Œuvres et Cultures

De manière historique et comparative, les sciences de la culture ont pour objectif de décrire, la diversité humaine : celle des individus et des populations, celle des ethnies et des nations, celle des langues, celle des cultures. De même que les langues composent le langage, ces cultures composent la culture mondiale ; faite d’emprunts, d’émulations, de rivalités, elle est ou du moins doit pouvoir être accessible à tous et à chacun.

L’objectivité paradoxale de la culture est concrétisée par les œuvres : cette objectivité n’a rien de chosiste, puisque les œuvres ne cessent de se transformer en d’autres œuvres selon des lois morphologiques qui témoignent d’une légalité propre de la culture, différente de celle du monde physique comme de celui des représentations mentales.

Les œuvres ne peuvent être véritablement comprises dans le paradigme de la cognition, qui traite des représentations et/ou plus largement du vécu, ni dans celui de la communication qui traite des documents.

Elles ont donc un caractère exemplaire. Elles restent indépendantes des métriques du temps historique comme des approximations du temps vécu. Leurs formes sont indéfiniment transposables, ce qui atteste de leur métastabilité.

Les œuvres doivent une bonne part de leur caractère exemplaire à leur complexité (apparente ou non) : elle témoigne de l’élaboration créatrice qui les rend mémorables.

Au croisement de diverses institutions sémiotiques, comme le mythe, le langage, la technique, les œuvres d’art s’imposent. Science de la littérature, iconologie, musicologie, chorégraphie, dramaturgie, cinématographie, sont autant de domaines pour une théorie des œuvres, ou opératique — qui ne se réduit ni à une esthétique, ni à une sémiotique des canaux sensoriels.

Irremplaçables par ce qu’elles taisent, ce qu’elles évoquent et ce qu’elles incarnent par leur présence, les œuvres ne sont reproductibles que par défaut.

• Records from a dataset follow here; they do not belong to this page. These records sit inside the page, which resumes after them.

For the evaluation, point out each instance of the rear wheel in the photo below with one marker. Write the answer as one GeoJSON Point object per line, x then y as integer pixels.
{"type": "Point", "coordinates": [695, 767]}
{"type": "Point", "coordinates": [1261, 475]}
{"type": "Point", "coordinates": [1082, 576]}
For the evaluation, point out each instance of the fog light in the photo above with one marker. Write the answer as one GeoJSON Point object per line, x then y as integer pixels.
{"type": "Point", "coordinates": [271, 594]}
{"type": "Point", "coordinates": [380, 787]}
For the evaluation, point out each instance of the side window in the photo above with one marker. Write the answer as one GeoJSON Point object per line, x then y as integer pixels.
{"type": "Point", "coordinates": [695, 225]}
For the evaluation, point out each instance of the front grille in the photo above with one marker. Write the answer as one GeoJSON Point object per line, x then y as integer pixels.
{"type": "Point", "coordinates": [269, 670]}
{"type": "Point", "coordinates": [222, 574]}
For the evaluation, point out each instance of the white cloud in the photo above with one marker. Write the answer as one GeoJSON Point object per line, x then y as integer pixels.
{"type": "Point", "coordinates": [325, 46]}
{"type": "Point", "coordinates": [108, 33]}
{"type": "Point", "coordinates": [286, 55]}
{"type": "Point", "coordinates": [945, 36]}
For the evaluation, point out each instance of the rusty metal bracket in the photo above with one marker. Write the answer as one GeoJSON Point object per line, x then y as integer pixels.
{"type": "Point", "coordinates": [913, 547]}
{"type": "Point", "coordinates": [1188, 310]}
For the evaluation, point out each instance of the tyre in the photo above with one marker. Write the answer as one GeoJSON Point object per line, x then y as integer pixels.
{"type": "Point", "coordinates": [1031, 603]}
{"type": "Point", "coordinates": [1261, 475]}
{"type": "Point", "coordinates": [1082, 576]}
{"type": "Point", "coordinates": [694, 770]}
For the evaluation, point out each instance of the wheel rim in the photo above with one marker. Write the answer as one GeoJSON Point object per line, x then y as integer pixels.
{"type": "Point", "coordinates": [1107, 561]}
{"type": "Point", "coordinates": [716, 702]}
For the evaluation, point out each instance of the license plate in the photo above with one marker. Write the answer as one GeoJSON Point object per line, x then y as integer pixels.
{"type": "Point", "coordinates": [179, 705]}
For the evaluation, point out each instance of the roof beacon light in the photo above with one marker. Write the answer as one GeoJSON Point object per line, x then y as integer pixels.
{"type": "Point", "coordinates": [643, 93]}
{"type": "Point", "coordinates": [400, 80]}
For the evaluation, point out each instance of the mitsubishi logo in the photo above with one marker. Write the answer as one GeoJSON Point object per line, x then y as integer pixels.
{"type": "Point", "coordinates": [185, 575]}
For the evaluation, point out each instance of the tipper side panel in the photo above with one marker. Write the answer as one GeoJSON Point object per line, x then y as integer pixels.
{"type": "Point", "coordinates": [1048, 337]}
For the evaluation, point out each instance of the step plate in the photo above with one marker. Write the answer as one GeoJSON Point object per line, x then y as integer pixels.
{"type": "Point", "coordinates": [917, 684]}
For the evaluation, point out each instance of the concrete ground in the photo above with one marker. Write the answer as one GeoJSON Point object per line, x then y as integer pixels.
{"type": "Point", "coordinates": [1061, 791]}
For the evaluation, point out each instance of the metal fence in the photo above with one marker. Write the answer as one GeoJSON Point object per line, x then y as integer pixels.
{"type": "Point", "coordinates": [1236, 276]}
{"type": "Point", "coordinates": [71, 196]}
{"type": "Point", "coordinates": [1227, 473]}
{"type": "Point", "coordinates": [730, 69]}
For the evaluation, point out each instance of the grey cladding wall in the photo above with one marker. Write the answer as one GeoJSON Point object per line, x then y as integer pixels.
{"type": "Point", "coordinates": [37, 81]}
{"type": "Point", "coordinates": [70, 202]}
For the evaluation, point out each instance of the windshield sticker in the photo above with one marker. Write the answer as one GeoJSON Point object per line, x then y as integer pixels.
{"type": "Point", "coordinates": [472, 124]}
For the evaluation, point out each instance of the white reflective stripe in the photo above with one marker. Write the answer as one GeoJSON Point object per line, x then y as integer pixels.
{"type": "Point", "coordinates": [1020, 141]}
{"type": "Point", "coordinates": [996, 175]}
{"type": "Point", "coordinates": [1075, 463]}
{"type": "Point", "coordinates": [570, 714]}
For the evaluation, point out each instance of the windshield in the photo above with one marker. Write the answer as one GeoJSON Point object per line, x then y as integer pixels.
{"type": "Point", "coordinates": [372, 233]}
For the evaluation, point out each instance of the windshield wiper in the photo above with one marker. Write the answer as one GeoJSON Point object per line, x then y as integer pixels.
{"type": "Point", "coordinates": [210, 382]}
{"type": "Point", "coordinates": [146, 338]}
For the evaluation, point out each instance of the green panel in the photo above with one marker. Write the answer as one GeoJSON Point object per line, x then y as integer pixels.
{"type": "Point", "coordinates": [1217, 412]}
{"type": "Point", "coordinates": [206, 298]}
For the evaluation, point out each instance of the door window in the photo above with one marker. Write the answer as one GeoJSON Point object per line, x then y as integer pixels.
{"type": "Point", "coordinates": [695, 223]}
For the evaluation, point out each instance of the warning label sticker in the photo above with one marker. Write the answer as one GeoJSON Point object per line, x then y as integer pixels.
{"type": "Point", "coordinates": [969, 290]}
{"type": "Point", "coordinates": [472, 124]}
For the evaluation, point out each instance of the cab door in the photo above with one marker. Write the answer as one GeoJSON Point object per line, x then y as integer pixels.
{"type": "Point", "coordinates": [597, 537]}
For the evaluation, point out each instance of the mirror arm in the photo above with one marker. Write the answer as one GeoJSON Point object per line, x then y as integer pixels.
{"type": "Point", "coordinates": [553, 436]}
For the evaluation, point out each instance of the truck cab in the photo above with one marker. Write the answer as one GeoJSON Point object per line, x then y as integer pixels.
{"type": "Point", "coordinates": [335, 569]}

Aussi, les spectacles vivants, les musées, les festivals, les voyages culturels composent-ils un secteur économique important et en croissance mondiale. Cependant, alors que l’idéologie managériale préfère réduire la création aux produits des industries du divertissement, il importe de prendre au sérieux la culture : c’est là un impératif de pluralisme, de liberté, et même à présent de survie.